Il suo nome è Andrés Gil e il 28 e 29 luglio verrà giudicato nell’udienza di primo grado in un’udienza pubblica che si terrà al Palazzo di Giustizia di Barrancabermeja, culla del malaffare, incrocio di paracos e mafia, luogo lugubre e pericoloso. Venne arrestato il 29 settembre 2007. Un gruppo di soldati e di agenti del Das, la polizia segreta colombiana, lo prelevarono dalla vereda San Lorenzo, comune di Cantagallo, nel cuore della Zona di riserva contadina della Valle del fiume Cimitarra. Era reduce da una grande mobilitazione contadina che era arrivata fino alle porte di Palazzo Narino, dove aveva trattato con il governo quale portavoce dei contadini, per i quali aveva siglato anche alcuni accordi per cercare di superare la crisi umanitaria della regione. Poco dopo, era dietro le sbarre. Con lui, Evaristo Mena e Óscar Duque, ora tornati in libertà.

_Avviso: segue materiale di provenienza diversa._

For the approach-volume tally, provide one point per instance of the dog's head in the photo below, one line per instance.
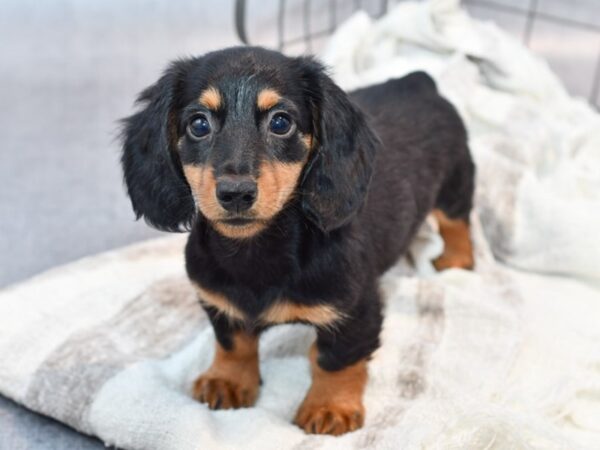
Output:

Era ormai da troppo tempo un personaggio scomodo Andrés per una Colombia dove i diritti umani sembrano essere optional per pochissimi. Già dal 1996, quando era tra gli attivi promotori delle marce che mobilitarono tutto il Magdalena Medio, per poi passare alla testa di quello che fu un vero e proprio esodo contadino nel 1998, Gil si guadagnò i primi posti della cosiddetta Lista Negra, un elenco lungo lungo di personaggi troppo impegnati nel sociale per poter sopravvivere nella Colombia dei tempi nostri. E così, via alle minacce, alle persecuzioni, agli arresti, agli esodi, a una vita blindata, assurda, dove il tuo aguzzino non è niente altri che lo Stato. "Prigioniero politico, Andrés è un prigioniero politico. Lo rivogliamo tra noi. Lui e gli altri nostri compagni", non si stancano di dirlo i contadini dell’Acvc. E a loro fanno eco le altre associazioni campesinas. Un coro insistente, resistente, che Prensa Rural, il giornale del movimento contadino colombiano, cerca di diffondere fuori dalla cortina colombiana.

Il capo di imputazione è ’rebelión’, ma, come spiega Cesar Jerez, direttore di Prensa Rural, è il prodotto di un montaggio giudiziale, basato su testimonianze di informatori pagati dal Das e dall’esercito. E, come dirigente dell’Acvc è beneficiario di misure cautelari stabilite dall’Organizzazione degli Stati Americani.

Adesso tutte le famiglie dei 25 mila campesinos iscritti all’Acvc stanno con il fiato sospeso. In pena per il loro lider che attende sentenza, ma fieri di quello sguardo sicuro e forte, che mai ha tremata di fronte all’ingiustizia, del loro Andrés, compañero en resistencia.